Patients in our cohort had moderate anaemia (70%) and mild anaemia (30%). The negative effect of anaemia affected all areas of cognition and was more severe in sickle cell patients with moderate anaemia compared to those with mild anaemia. These results are consistent with the expected effects of chronic cerebral hypoxia on cognition [13].
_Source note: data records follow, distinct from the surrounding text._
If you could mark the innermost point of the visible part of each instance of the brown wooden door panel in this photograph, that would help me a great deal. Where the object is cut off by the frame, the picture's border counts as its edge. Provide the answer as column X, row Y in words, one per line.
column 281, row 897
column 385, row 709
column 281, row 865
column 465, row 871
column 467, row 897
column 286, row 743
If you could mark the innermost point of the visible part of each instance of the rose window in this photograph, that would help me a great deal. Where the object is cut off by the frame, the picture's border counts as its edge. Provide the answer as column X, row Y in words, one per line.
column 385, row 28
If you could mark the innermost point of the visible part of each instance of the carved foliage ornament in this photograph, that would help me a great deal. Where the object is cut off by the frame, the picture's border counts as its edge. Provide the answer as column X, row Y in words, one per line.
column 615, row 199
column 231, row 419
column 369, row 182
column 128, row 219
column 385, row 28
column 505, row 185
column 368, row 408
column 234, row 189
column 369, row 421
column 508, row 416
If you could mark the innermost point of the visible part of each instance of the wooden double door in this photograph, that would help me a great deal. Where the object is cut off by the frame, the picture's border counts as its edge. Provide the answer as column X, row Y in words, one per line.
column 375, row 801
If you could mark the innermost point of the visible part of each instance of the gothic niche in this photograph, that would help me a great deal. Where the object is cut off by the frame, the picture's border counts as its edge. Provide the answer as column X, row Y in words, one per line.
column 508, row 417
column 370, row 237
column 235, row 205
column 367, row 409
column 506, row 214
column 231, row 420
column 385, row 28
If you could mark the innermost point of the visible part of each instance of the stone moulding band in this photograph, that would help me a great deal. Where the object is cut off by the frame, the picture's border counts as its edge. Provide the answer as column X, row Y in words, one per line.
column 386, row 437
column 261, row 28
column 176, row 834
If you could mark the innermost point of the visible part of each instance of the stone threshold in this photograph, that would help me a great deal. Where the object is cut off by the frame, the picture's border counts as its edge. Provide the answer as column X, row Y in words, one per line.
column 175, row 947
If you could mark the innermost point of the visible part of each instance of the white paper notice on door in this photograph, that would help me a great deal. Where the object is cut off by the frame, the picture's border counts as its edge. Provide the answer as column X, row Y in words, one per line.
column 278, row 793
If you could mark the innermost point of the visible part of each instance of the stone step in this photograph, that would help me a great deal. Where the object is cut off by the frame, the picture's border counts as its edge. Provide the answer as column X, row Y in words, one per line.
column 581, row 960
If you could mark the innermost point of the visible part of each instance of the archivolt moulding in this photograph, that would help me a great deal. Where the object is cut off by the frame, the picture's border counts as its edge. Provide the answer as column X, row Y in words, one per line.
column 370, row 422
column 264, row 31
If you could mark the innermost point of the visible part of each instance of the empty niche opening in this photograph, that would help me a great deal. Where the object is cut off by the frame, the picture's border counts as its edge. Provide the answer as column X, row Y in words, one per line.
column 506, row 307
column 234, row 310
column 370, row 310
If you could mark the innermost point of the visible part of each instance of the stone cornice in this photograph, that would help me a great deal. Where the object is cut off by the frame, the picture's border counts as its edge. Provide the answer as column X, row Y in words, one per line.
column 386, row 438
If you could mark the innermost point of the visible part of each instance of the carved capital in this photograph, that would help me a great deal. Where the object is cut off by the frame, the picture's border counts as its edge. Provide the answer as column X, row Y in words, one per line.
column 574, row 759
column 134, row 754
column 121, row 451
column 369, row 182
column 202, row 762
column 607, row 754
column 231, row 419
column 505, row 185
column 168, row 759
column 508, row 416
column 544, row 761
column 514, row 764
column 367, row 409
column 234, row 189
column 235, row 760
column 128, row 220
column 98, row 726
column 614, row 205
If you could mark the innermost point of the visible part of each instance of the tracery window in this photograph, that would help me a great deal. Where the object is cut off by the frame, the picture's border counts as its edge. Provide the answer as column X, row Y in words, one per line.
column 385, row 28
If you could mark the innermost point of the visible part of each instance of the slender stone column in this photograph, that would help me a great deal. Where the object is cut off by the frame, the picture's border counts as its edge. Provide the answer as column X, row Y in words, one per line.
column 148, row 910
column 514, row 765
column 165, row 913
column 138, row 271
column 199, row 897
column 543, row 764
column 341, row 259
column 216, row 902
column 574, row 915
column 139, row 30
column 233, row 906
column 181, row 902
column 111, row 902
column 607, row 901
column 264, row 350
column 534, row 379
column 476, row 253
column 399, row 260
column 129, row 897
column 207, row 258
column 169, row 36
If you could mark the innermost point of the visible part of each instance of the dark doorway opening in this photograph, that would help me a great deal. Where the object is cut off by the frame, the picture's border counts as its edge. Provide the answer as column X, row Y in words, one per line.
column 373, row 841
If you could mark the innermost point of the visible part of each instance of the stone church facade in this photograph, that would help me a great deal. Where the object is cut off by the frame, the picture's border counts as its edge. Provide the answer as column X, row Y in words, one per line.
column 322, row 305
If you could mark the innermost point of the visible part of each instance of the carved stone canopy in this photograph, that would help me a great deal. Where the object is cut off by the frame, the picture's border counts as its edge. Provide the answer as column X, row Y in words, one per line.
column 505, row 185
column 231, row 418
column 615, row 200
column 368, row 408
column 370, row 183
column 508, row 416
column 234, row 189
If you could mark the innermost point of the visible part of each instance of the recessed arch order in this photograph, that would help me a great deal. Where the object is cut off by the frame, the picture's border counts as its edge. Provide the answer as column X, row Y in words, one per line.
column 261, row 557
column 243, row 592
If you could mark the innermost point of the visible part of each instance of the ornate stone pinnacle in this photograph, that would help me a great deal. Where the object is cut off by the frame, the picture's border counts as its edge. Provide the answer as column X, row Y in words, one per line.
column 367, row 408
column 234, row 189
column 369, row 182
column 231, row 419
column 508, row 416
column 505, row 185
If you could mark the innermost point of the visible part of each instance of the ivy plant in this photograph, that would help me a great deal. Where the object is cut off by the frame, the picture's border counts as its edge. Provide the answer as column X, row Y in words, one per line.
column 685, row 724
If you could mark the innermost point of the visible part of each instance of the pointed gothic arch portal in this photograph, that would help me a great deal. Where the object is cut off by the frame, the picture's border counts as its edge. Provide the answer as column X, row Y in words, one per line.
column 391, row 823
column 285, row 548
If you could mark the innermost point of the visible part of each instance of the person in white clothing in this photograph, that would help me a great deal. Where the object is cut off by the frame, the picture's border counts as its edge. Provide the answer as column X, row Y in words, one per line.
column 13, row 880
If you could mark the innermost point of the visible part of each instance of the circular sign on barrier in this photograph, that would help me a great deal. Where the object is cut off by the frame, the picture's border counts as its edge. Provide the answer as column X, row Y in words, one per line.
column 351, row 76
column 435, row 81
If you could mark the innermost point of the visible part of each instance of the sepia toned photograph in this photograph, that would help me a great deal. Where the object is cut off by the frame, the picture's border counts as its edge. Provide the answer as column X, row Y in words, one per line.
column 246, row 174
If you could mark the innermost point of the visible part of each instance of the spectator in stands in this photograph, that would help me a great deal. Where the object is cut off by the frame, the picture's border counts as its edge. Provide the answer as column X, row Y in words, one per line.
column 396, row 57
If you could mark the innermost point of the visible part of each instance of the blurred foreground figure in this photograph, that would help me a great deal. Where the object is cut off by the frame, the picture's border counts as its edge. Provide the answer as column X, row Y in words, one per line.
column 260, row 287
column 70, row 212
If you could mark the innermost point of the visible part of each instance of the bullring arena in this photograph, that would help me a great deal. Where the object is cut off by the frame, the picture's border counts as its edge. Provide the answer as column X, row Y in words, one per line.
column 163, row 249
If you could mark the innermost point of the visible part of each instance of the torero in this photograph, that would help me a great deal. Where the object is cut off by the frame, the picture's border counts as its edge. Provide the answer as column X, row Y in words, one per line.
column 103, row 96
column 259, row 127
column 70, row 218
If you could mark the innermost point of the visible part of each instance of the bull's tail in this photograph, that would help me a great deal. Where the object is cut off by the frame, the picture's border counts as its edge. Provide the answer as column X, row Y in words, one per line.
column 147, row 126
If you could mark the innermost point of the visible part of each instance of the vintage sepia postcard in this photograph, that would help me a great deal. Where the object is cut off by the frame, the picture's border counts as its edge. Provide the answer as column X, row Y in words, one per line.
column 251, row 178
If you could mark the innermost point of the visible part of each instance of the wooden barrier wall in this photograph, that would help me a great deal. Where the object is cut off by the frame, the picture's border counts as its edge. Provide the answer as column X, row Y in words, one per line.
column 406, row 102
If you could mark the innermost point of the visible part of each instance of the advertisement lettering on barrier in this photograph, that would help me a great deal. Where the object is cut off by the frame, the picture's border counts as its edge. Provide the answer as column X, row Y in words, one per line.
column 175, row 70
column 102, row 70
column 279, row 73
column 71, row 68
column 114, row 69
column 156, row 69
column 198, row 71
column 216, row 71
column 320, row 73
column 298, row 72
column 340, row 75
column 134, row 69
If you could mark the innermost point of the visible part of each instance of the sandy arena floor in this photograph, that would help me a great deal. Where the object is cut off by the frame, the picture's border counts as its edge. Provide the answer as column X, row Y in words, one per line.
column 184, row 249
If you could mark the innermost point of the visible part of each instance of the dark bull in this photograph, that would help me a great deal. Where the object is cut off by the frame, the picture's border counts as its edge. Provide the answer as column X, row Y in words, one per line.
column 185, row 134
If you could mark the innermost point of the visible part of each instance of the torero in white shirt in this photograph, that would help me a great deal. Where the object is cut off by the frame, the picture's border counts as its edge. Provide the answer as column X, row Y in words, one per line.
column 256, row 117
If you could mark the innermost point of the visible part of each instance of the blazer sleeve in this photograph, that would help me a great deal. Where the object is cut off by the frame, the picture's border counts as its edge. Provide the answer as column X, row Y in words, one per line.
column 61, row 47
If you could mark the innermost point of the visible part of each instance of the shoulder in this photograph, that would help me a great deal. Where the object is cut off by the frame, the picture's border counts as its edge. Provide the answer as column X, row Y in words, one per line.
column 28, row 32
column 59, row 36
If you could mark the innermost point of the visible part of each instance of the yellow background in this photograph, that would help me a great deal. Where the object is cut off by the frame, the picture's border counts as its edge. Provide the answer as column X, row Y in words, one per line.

In our study, sickle cell patients with high foetal haemoglobin levels performed better in cognitive domains. There is a link between foetal haemoglobin and cognitive functioning. These results are interesting in our context, where hydroxyurea is one of the therapeutic options indicated in certain situations. The desired effect is to stimulate the production of foetal haemoglobin. In a preliminary study, Puffer et al. [14] compared the cognitive performance of a group of sickle cell patients treated with hydroxyurea for more than a year (n = 15) and a group of sickle cell patients who had never been treated with hydroxyurea (n = 50). The authors observed better performance in the group of patients on hydroxyurea in the areas of verbal comprehension, fluid reasoning and general intellectual ability. These results corroborate the positive impact of foetal haemoglobin on cognitive function.
5. Conclusion
Neurological disorders are common in children with sickle cell disease, with numerous complications that can be life-threatening and affect the children’s functional and, above all, cognitive abilities. In our study, brain MRI allowed us to establish a radiological-clinical correlation and possibly establish neuropsychological testing as a standard diagnostic tool for silent strokes, especially in countries where MRI is expensive and inaccessible. Neuropsychological assessment is an important tool for facilitating the social and educational adaptation of children with sickle cell disease and should be carried out systematically in children with sickle cell disease.